How can you concatenate two huge files with very l

2019-03-16 01:18发布

Suppose that you have two huge files (several GB) that you want to concatenate together, but that you have very little spare disk space (let's say a couple hundred MB). That is, given file1 and file2, you want to end up with a single file which is the result of concatenating file1 and file2 together byte-for-byte, and delete the original files.

You can't do the obvious cat file2 >> file1; rm file2, since in between the two operations, you'd run out of disk space.

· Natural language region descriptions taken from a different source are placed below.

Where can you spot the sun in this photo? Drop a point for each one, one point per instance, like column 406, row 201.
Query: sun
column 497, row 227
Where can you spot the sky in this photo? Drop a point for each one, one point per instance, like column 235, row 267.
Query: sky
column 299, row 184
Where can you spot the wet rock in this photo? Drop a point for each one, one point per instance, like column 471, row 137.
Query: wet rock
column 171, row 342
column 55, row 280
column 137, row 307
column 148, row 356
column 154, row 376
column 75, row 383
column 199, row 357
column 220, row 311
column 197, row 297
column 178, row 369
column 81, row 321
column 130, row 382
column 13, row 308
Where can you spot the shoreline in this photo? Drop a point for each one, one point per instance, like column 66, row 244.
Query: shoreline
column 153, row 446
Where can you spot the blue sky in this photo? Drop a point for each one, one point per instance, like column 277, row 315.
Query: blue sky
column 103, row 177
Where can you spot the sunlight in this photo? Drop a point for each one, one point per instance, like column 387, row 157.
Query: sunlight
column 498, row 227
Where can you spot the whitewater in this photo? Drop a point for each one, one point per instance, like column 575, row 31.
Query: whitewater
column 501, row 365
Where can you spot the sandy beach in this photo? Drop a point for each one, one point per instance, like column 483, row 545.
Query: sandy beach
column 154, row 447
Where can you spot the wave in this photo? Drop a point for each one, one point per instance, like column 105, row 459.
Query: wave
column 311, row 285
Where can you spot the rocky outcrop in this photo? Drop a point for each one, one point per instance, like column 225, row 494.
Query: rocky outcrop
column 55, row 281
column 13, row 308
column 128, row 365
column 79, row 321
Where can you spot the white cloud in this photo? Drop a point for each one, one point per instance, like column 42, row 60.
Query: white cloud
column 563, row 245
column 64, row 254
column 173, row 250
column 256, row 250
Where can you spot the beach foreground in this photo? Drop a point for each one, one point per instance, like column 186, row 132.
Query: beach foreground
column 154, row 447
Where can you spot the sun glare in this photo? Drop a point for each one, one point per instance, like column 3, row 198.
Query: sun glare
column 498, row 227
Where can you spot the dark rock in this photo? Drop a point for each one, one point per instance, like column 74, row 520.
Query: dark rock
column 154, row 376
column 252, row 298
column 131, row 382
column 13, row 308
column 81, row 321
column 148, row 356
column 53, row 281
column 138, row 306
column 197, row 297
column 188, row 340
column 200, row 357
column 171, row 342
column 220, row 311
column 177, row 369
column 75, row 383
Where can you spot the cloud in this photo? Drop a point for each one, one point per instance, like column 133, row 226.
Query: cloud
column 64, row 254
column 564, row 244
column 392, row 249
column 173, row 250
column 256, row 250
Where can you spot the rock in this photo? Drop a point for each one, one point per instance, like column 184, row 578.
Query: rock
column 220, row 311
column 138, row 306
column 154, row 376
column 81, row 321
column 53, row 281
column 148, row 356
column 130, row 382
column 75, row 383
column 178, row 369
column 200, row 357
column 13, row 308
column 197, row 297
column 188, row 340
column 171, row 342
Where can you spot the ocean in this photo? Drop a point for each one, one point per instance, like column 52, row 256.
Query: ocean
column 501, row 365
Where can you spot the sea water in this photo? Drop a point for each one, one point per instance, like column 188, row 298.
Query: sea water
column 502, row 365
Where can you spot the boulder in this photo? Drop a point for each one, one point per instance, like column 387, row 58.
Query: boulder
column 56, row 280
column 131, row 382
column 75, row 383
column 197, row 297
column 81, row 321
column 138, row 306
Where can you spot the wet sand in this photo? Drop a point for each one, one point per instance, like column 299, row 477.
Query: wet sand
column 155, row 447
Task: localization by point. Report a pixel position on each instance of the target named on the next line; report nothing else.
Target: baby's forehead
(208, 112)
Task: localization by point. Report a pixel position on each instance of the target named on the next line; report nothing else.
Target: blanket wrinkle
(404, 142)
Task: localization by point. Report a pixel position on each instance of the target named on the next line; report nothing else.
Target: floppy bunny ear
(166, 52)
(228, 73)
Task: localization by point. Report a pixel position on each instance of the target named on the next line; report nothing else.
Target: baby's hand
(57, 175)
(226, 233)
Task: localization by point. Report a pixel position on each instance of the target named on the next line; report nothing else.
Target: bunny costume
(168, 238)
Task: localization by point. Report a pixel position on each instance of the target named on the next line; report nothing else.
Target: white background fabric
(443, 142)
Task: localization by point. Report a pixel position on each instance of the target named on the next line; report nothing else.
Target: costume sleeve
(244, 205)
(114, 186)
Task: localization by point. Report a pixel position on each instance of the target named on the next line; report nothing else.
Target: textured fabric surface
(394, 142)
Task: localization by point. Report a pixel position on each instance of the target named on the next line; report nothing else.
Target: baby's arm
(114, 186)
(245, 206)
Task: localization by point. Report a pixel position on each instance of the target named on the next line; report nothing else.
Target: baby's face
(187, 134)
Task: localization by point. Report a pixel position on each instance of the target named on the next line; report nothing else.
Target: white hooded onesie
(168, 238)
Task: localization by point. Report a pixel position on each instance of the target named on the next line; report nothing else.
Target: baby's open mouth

Solutions on any and all platforms with free or non-free tools are welcome; this is a hypothetical problem I thought up while I was downloading a Linux ISO the other day, and the download got interrupted partway through due to a wireless hiccup.

15条回答
淡お忘
2楼-- · 2019-03-16 01:51

ok, for theoretical entertainment, and only if you promise not to waste your time actually doing it:

  • files are stored on disk in pieces
  • the pieces are linked in a chain

So you can concatenate the files by:

  • linking the last piece of the first file to the first piece of the last file
  • altering the directory entry for the first file to change the last piece and file size
  • removing the directory entry for the last file
  • cleaning up the first file's end-of-file marker, if any
  • note that if the last segment of the first file is only partially filled, you will have to copy data "up" the segments of the last file to avoid having garbage in the middle of the file [thanks @Wedge!]

This would be optimally efficient: minimal alterations, minimal copying, no spare disk space required.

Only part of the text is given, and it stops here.